Map Avro files on Java class with different field names


I've got a problem with simple spark task, which reads Avro file and then save it as Hive parquet table.

I've got 2 types of file, in general they are the same, but the key struct is a little different - field names.

Type 1

root
|-- pk: strucnt (nullable = true)
    |-- term_id: string (nullale = true)

Type 2

root
|-- pk: strucnt (nullable = true)
    |-- id: string (nullale = true)

I'm reading Avro using spark-avro.

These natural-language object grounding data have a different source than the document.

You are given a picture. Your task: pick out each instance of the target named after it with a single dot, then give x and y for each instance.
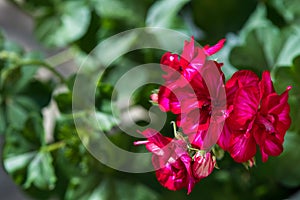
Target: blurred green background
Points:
(261, 35)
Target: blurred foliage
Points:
(266, 37)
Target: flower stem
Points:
(54, 146)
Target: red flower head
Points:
(170, 160)
(180, 70)
(260, 116)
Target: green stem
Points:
(54, 146)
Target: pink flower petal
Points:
(210, 50)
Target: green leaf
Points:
(64, 102)
(16, 114)
(25, 157)
(2, 120)
(163, 13)
(289, 9)
(265, 46)
(287, 171)
(108, 188)
(38, 92)
(40, 172)
(68, 23)
(130, 11)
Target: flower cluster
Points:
(239, 115)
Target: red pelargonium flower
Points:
(259, 116)
(203, 164)
(209, 103)
(170, 160)
(180, 70)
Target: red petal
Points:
(243, 147)
(266, 85)
(246, 104)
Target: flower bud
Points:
(203, 164)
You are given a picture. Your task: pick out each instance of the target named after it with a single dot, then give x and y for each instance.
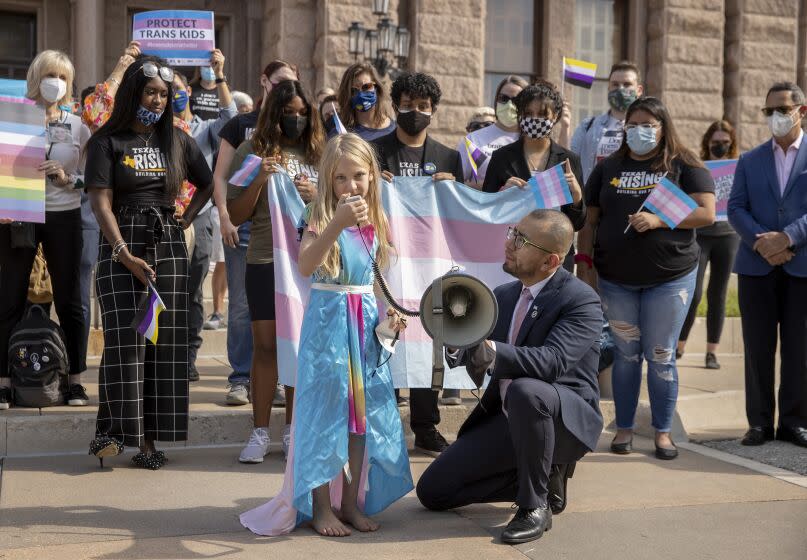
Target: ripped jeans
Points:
(645, 324)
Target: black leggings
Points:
(718, 251)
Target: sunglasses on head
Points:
(151, 70)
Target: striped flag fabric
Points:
(476, 157)
(148, 312)
(22, 150)
(579, 72)
(550, 188)
(433, 229)
(247, 172)
(670, 203)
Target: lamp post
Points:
(386, 47)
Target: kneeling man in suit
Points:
(540, 412)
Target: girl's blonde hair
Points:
(45, 62)
(355, 149)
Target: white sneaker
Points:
(286, 440)
(257, 447)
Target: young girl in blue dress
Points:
(348, 451)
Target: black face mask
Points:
(293, 126)
(719, 150)
(413, 122)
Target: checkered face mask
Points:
(536, 127)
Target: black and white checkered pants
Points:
(143, 388)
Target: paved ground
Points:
(631, 507)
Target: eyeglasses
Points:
(784, 109)
(519, 240)
(645, 126)
(474, 126)
(369, 86)
(151, 70)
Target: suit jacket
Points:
(444, 158)
(757, 205)
(559, 343)
(509, 161)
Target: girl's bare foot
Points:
(328, 525)
(358, 520)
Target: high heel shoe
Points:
(105, 446)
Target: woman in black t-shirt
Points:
(136, 163)
(647, 272)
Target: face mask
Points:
(641, 140)
(413, 122)
(620, 99)
(364, 101)
(52, 89)
(293, 126)
(207, 74)
(719, 150)
(180, 101)
(780, 124)
(507, 114)
(536, 127)
(147, 117)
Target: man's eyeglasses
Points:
(369, 86)
(519, 240)
(784, 109)
(151, 70)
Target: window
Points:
(599, 38)
(510, 42)
(17, 44)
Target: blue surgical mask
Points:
(208, 74)
(364, 101)
(180, 101)
(147, 117)
(641, 140)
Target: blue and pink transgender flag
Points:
(670, 203)
(434, 227)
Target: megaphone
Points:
(458, 311)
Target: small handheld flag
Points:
(145, 320)
(476, 157)
(579, 72)
(550, 188)
(248, 171)
(670, 203)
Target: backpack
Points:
(37, 361)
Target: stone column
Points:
(88, 42)
(761, 48)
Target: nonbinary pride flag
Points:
(148, 312)
(247, 172)
(670, 203)
(550, 188)
(579, 72)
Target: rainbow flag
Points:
(22, 150)
(248, 171)
(476, 157)
(148, 312)
(579, 72)
(550, 188)
(433, 229)
(670, 203)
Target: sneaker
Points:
(214, 322)
(280, 396)
(5, 398)
(237, 394)
(286, 440)
(430, 442)
(257, 447)
(451, 397)
(76, 395)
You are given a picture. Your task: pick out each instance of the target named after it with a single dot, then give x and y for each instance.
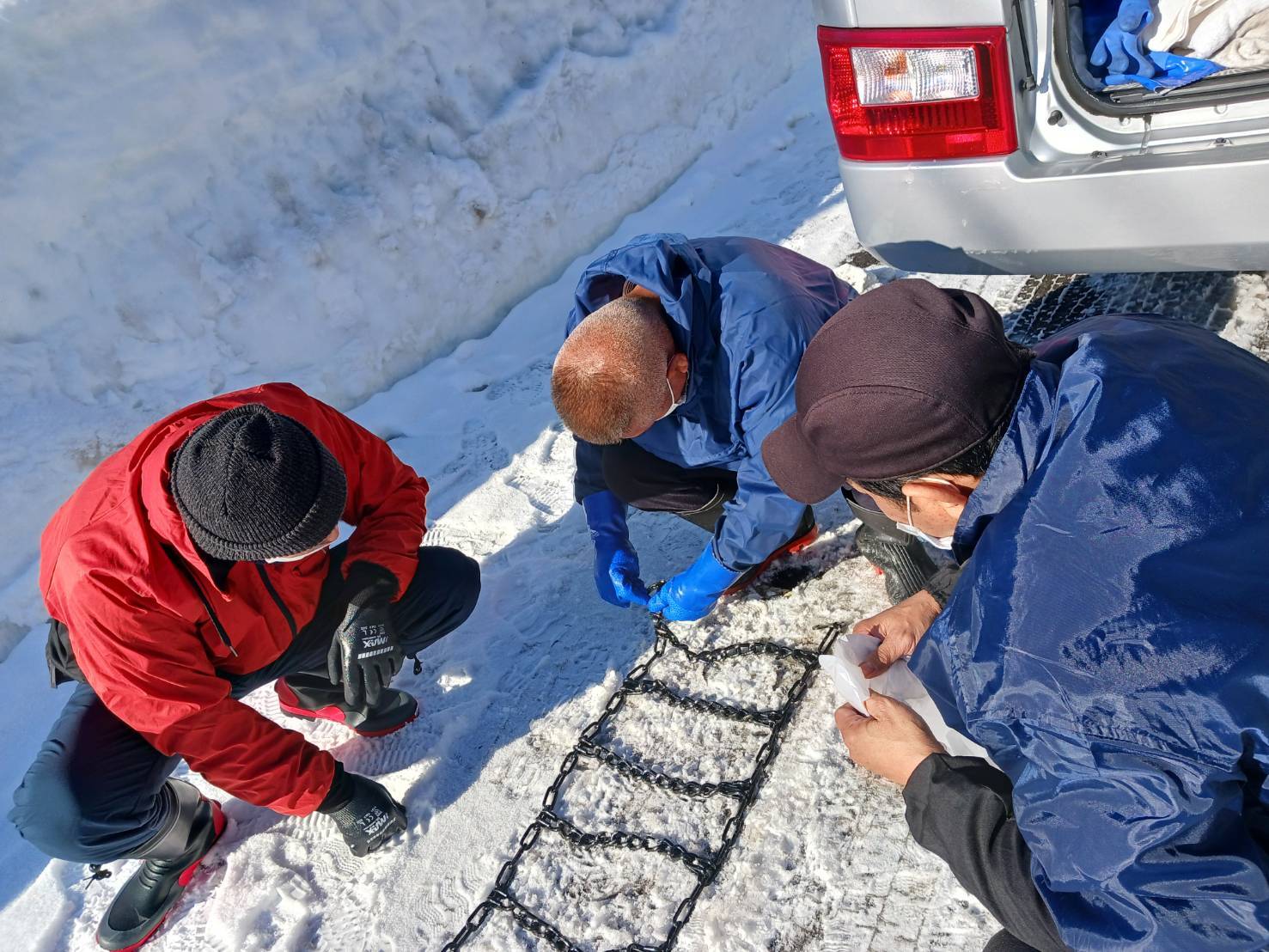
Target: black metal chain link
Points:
(745, 792)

And then map this DF to bean like this

Dataset<SomeClass> df = avroDF.as(Encoders.bean(SomeClass.class));

SomeClass is a simple one-field class with getter and setter.

public class SomeClass{
    private String term_id;
    ...
}

So if I'm reading Avro type 1 - it's OK. But if I'm reading Avro type 2 - the error occures. And vice versa if I'm changing the field name to private String id;

Is there any universal solution for my problem? I found @AvroName, but it doesn't allow to set several names. Thanks.


Solution

  • The possible solution is

    StructType avroExtendedSchema = avroDF.schema().add("id",DataTypes.StringType);
    avroDF.map(row->RowFactory(row.getStruct(0),row.getStruct(0).getString(0)), 
           RowEncoder.apply(avroExtendedSchema)).toDF();
    

    So the second field of DF will be named "id" and contain the string key. First "pk" struct can be dropped in the future.

    avroDF.drop("pk");
    

    PS I found the third type of schema:

    root
    |-- pk: strucnt (nullable = true)
        |-- id: int(nullale = true)
    

    So the final code is like:

    DataType keyType = avroDF.select("pk.*").schema().fields[0].dataType();
    StructType avroExtendedSchema = avroDF.schema().add("id",keyType);
    avroDF.map(row->RowFactory(row.getStruct(0),row.getStruct(0).get(0)), 
           RowEncoder.apply(avroExtendedSchema)).drop("pk").toDF();
    

    This code suites for any primitive\String key.